R.I.P Jeanne
Moreau (1928 – 2017). One of the greatest actresses of our time has recently
passed away, Jeanne Moreau, whose entrancing downcast glamour, husky voice and
sensuality became iconic to the European art films of the 1960s and indeed was
universally recognised as the iconographic embodiment of the French New Wave
cinema. Moreau’s sheer dramaturgical intelligence, subtlety and captivating
presence shone through her distinguished career and her splendid collaborations
with Luis Bunuel, Francoise Truffaut, Orson Welles, Jean Renoir, Michelangelo
Antonioni , Rainer Werner Fassbinder, Joseph Losey and many others over a seven
decade film and theatre career. She was, for Orson Welles, one of cinema’s ‘king
actors’ who regarded cinema as life itself. Central to Moreau’s aphoristic
intelligence were wit and penetrating existential awareness of life’s
unpredictable beauty, fragility and ontological complexities.
Jules et Jim |
Moreau’s
undiminishing piercing beauty, existential vulnerability and a hugely
pronounced questing drive and intelligence to question our own mainstream
behavioural and moral orthodoxies, meant she had an elaborate curiosity about life’s
a-categorical pleasures, truths and an unbridled capacity to surprise us and
our comfort-zone certainties about what we are capable of believing and doing
and how to live beyond our daily clichés.
Actor, singer,
director, and screenwriter (Moreau directed two features in the late 1970s, Lumière
[1976] and L’Adolescente[1978] she won many awards during her illustrious
career: including the Cannes Film Festival Award for Best Actress for Moderato Cantabile/Seven Days….. Seven
Nights (1960), the BAFTA Award for Best Foreign Actress for Viva Maria (1965) and the Cesar Award for Best Actress
for La Veille qui marchait dans la
mer/The Old Lady Who Walked in The Sea (1992) and she also won several
lifetime awards, including a BAFTA Fellowship in 1996.
Despite her
father’s objection to Moreau becoming an actress, she had her theatrical debut
in 1947, and by the mid 1950s she became one of the significant actresses of
the Comédie-francaise.
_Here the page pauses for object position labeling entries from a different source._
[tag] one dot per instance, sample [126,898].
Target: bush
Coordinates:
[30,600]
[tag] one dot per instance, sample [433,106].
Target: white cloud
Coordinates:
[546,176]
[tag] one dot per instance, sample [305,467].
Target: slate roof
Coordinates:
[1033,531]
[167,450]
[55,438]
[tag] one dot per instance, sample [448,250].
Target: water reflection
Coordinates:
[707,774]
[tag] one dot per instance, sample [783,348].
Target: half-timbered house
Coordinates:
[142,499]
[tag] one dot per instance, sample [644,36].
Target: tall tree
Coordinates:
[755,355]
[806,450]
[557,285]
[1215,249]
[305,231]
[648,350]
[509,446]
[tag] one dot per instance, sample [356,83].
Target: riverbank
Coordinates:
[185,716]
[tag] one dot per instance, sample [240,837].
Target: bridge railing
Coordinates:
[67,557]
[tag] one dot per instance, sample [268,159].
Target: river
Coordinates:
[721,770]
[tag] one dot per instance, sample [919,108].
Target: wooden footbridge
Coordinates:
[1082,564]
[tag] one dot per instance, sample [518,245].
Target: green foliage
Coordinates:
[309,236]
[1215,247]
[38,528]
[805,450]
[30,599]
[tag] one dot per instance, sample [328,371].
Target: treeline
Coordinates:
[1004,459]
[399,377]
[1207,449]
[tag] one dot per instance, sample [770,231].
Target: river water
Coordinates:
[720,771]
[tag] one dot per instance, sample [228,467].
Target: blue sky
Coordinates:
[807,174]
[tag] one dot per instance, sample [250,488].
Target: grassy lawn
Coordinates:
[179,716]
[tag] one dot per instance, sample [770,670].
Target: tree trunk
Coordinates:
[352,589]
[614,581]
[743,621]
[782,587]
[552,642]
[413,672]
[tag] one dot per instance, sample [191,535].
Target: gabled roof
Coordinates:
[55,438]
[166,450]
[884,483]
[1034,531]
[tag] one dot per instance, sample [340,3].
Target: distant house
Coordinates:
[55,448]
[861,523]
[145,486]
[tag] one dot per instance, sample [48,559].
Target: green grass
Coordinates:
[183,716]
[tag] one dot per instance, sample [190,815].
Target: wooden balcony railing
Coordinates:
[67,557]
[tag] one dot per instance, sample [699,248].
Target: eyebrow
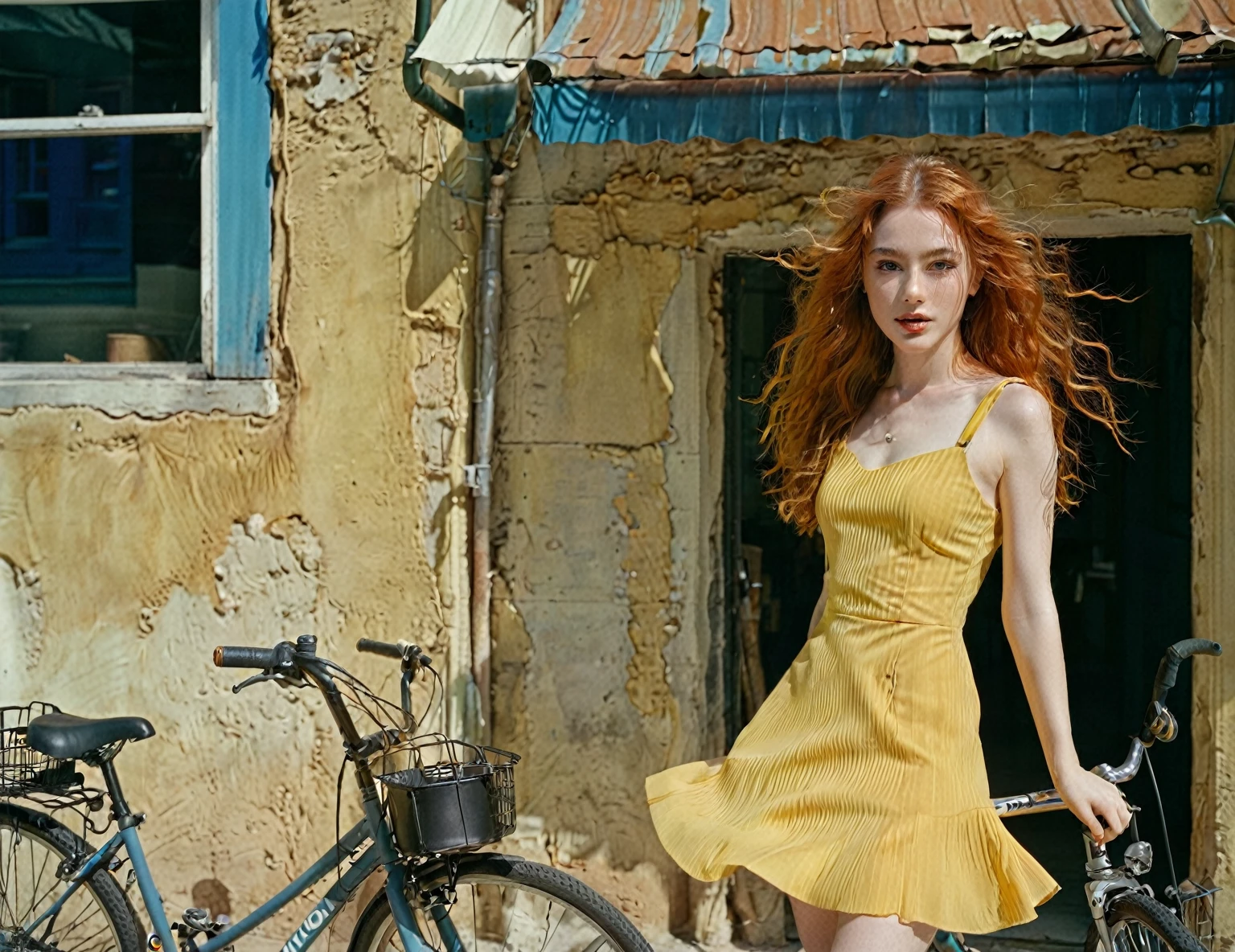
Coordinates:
[933,253]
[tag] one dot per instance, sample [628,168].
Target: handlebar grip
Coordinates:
[1170,664]
[380,647]
[232,656]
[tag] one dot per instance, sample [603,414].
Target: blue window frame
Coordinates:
[85,142]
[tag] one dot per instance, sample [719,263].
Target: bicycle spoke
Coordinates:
[29,884]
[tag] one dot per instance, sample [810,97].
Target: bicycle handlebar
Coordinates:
[412,657]
[1170,664]
[380,647]
[234,656]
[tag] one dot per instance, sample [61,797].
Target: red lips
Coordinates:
[914,322]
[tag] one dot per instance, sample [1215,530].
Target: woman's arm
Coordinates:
[1027,500]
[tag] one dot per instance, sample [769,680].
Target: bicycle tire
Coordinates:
[1138,912]
[495,869]
[59,841]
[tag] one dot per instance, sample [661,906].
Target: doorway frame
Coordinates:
[1213,483]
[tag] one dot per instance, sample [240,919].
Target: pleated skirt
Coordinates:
[860,786]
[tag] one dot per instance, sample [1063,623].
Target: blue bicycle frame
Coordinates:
[373,829]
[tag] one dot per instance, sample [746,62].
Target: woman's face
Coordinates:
[918,276]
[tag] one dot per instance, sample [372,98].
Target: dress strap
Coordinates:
[983,409]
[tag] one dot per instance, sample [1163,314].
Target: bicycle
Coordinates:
[1126,917]
[423,825]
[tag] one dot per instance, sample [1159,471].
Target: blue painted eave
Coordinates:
[1097,101]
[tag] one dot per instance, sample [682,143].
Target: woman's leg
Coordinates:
[880,934]
[815,926]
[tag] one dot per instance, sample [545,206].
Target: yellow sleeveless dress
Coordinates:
[860,784]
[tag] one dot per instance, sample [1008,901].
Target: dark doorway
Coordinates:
[1120,566]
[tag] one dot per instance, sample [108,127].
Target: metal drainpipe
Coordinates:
[412,76]
[1158,42]
[488,326]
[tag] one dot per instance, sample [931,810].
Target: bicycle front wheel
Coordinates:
[1139,924]
[507,904]
[36,857]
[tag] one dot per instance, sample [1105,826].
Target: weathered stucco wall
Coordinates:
[133,548]
[608,622]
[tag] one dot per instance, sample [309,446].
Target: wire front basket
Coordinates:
[449,795]
[23,771]
[1197,904]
By 1949 Moreau had started playing small roles in films
with numerous outstanding performances in the Fernandel vehicle Meurtres? (Three Sinners, 1950) and several years later alongside Jean Gabin
as a gangster’s moll in the Jacques Becker’s classic Touchez pas au grisbi (1954).
Lift to the Scaffold |
Moreau and Miles Davis |
Nathalie Granger |
In 1949 she
married Jean–Louis Richard, separated two years later and divorced him in 1964
. In 1966 Moreau married Theodoros Roubanis , the Greek actor/playboy and
eleven years later she married William Friedkin . That marriage lasted two
years. Moreau had a son Jerome with Jean-Louis Richard. Also, it should be
noted, that Tony Richardson, the English director, left Vanessa Redgraves for
Moreau in 1967 but they never actually married. Moreau had affairs with Malle,
Truffaut, Lee Marvin and Pierre Cardin as well.
Moreau herself
was born in Paris, her father Anatole-Desire Moreau (died 1975) was a French
restaurateur and her mother was actually English, Katherine (nee Buckley) , a
dancer at the Folies Bergère ( died 1990). By the age of sixteen Moreau had
lost interest in school and after attending a performance of Jean Anouilh’s Antigone she found her calling as an
actress. Her parents separated whilst she was a student later at the
Conservatoire de Paris and after 24 difficult years her mother returned to
England with Moreau’s sister Michelle.
La Notte |
Bay of Angels |
Moreau’s acting
found its highest point perhaps in terms of eroticism and the dark erotic
comedy in Luis Bunuel’s Diary of a
Chambermaid (1964) where the actress
as the maid Celestine uses her diabolical manipulative sensuality to control
everything around her.
Falstaff/Chimes at Midnight |
Clearly, Moreau’s
rare candid sensuality and worldly self- assurance were highlighted throughout
her various mesmerising performances in the films of Orson Welles, Luis Bunuel,
Truffaut, Losey, Renoir, Demy, etc., indicating that she was ( without any
convenient exaggeration ) the muse to so many of the key auteurs of world
cinema.
Moreau was critical of the
attitude that glorified cinema as the alpha and omega of human existence. She
was against the nostalgic glorification of the New Wave as an end in itself;
for this actress had an immense critical scepticism about the mythologising
flim flam of cinema in our lives. Life more than anything else, including
cinema, was the important thing to value through one’s life journey. Certainly,
the arts for this actress, represented freedom and she lived accordingly to
this fundamental belief of hers, but what ultimately mattered for her was the
realisation that “the life you had is nothing, it's the life you have that’s important.”